Facebook can be a remarkable place of learning. Posts are instructive to analyze. It is instructive to see how often worthy arguments regarding an important subject only preach to other people who already feel the same way that the writer does. Often this happens because the social issue or political issue they post or link to is inflammatory to some group of people.
If you are writing about something that is important to you then you need to consider what you hope to accomplish by your argument. Do you want to insult or destroy the people who disagree with you or do you want them to open their hearts and minds and listen to you? Do you want to “fire up the base” or do you want to keep communications open in such a way that others might be swayed by your arguments?
I once had a young Protestant seminarian come into my office and tell me, quite innocently, that a particular group of people were stupid. So that we could continue the conversation, I told him that perhaps he ought to know that I was one of that particular group he was labeling as stupid. He was stunned. He stuttered and apologized all over the place. I put him at his ease by saying I was not offended but suggested that perhaps he shouldn’t make assumptions about his audience.
Often we make assumptions about others that are ill-founded. I was once unfriended on FB by a school friend who is living in a committed gay relationship. I sent my friend a private message and asked if I had said something to give offense. The reply was that they had unfriended everyone that they didn’t think could whole-heartedly support their lifestyle. Since it was clear from things I had posted that I was a Christian they assumed that I had views about gay issues. I responded that I did have views on that subject as well as many other subjects but that we had been friends for years and that I do not feel it is my place to judge. I went on to say that I have my hands full dealing with my own life – or as the Bible says, dealing with the log in my own eye.
I read a book recently that was very helpful on this subject. It drove home the point that people of goodwill often hold totally divergent views. If you are the reader of something that is bothersome or offensive to you – talk privately to the person who wrote it. Ask about it.
If you are writing something consider whether you want to slander the other side or invite people of differing views to talk and think about what you have said.
Freedom of speech works best when we converse with each other. Give and take, asking and answering, first one then the other. Maybe one of these days I will write specifically about the book I mentioned in the last paragraph. It was a remarkable read – but not only because of the subject of the book.

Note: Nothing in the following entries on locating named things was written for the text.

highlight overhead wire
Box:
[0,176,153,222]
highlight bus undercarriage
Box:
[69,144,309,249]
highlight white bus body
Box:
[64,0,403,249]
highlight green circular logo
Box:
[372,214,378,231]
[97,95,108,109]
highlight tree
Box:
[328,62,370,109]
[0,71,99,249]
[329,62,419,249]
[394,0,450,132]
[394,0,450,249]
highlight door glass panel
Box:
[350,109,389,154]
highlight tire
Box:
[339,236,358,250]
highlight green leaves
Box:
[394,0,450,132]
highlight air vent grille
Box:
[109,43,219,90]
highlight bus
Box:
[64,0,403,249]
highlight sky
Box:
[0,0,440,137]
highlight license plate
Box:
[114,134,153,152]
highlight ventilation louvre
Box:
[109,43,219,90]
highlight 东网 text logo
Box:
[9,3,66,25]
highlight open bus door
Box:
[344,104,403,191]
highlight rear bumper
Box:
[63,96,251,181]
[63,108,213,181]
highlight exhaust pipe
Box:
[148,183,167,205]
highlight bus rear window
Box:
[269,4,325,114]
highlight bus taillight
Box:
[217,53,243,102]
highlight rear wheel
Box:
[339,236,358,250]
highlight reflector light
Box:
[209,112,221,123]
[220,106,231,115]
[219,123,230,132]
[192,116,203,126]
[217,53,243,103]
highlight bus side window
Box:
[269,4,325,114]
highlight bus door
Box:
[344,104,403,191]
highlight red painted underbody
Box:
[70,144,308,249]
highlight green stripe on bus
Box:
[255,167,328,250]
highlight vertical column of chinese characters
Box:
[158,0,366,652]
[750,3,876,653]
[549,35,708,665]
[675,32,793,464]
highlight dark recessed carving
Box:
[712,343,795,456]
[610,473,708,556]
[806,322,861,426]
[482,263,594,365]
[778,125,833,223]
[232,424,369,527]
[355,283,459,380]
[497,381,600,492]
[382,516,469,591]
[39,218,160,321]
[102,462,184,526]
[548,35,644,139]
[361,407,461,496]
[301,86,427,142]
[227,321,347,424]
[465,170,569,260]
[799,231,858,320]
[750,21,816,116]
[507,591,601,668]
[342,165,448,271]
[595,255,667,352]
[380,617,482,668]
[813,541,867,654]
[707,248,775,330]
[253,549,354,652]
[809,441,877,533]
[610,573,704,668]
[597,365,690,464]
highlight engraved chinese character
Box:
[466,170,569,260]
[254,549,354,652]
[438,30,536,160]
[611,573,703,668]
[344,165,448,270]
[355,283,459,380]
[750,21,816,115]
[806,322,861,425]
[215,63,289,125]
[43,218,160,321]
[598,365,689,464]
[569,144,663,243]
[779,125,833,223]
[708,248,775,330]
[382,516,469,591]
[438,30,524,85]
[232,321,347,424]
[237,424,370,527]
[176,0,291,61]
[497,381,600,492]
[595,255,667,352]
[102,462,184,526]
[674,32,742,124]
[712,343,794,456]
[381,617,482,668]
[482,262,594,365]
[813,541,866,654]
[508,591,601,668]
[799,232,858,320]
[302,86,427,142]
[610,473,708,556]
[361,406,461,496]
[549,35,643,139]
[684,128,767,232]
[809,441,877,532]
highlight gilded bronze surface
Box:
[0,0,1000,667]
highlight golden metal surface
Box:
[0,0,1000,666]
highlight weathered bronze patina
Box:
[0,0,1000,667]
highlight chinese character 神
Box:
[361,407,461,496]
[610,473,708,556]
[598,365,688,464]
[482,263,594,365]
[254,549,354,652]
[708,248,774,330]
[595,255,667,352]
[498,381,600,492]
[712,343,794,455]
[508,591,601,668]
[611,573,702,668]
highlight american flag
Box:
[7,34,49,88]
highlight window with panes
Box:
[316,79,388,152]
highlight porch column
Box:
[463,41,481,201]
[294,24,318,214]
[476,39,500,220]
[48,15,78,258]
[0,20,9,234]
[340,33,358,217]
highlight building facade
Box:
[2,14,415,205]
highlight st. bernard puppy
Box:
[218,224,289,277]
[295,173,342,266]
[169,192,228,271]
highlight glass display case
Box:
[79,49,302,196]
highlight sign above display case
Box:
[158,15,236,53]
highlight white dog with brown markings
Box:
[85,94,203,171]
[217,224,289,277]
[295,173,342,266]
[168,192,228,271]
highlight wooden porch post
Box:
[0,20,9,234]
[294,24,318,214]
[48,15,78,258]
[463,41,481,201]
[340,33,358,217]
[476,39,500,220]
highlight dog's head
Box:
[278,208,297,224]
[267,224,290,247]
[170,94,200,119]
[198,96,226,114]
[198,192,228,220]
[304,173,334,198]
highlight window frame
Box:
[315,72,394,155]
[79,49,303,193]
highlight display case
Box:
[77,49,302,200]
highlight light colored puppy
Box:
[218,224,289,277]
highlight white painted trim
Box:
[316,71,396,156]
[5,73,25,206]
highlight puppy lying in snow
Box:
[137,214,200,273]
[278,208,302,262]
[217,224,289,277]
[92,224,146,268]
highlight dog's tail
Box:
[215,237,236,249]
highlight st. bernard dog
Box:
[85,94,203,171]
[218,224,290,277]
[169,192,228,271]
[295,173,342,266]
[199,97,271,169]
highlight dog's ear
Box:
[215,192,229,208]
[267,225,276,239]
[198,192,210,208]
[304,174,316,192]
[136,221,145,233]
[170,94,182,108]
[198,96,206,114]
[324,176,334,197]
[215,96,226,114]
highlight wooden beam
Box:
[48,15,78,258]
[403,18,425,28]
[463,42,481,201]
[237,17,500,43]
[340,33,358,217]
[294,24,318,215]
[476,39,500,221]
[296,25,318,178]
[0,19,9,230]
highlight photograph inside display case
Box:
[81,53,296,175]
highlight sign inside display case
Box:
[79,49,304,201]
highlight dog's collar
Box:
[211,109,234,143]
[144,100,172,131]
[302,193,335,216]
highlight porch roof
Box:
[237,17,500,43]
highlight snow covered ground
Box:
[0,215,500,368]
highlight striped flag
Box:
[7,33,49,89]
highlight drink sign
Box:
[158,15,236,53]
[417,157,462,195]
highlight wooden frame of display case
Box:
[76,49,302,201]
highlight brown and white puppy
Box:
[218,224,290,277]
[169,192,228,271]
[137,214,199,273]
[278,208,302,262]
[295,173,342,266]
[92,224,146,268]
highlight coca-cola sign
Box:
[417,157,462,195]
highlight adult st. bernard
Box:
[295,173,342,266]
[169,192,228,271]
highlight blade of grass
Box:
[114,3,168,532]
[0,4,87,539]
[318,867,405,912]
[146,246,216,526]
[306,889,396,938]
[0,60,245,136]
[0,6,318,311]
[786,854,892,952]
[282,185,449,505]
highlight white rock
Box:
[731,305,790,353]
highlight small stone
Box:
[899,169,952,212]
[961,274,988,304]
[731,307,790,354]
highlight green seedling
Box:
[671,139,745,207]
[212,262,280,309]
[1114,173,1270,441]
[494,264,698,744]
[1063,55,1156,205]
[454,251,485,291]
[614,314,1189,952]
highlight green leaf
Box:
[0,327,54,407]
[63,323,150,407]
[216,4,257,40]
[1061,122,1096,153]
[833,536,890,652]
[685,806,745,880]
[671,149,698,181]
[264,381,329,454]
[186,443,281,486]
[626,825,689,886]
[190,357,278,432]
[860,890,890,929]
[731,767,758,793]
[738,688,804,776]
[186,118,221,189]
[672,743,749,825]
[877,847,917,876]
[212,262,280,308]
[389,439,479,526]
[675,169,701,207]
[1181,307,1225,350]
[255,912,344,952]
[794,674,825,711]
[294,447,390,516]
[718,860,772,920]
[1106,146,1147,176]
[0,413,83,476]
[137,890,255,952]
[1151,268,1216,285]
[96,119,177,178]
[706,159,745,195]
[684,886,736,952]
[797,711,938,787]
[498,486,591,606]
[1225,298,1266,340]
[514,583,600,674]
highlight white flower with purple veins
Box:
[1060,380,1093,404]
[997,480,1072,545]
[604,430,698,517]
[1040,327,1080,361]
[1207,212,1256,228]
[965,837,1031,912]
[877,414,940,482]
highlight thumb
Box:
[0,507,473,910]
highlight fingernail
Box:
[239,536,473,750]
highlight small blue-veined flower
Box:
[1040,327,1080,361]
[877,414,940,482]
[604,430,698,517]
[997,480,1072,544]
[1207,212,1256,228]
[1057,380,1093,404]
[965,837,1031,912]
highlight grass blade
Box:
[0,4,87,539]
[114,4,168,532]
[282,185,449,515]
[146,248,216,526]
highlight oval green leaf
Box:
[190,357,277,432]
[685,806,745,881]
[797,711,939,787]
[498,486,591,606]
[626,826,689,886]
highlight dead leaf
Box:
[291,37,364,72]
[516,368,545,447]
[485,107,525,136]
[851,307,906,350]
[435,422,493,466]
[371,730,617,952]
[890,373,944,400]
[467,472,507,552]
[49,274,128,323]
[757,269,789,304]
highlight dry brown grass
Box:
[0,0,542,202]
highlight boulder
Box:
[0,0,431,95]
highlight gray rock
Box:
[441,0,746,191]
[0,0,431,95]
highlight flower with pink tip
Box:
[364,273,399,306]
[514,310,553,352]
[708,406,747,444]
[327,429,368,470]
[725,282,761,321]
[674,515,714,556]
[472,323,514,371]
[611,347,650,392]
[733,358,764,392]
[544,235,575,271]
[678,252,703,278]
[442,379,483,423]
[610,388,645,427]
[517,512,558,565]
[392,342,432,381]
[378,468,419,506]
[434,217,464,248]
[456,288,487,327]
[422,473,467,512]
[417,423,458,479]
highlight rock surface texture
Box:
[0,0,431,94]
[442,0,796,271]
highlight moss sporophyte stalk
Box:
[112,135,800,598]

This is a BIG problem of mine. You wouldn’t know it to look at me, but I am a short-tempered, firry-tongued person in matters of theology (and some others of a more personal nature) who seldom if ever thinks twice before writing once — and always writing in public. Often I don’t know I’m doing it; I think I am simply making clarifying observations to an ongoing debate, when in fact the language I use is arrogant and assertive and ends up beating the other writer over the head with a literary baseball bat. I have greatly offended many people this way, and lost some dear friends because I could not keep my fingers from typing. I hope I have learned from my mistakes, but every now and then I fire some blast on the “comments” section of a website for no other reason than to put down and “correct” some stupid sob . . . . I think I only have hurt myself in doing this, and am paying the price now — with interest.
Mark, thank you for writing. You don’t need to answer people with whom you disagree. Take a lesson from childhood — I’ve had to relearn many such lessons. “If you can’t say something nice about someone, don’t say anything at all.”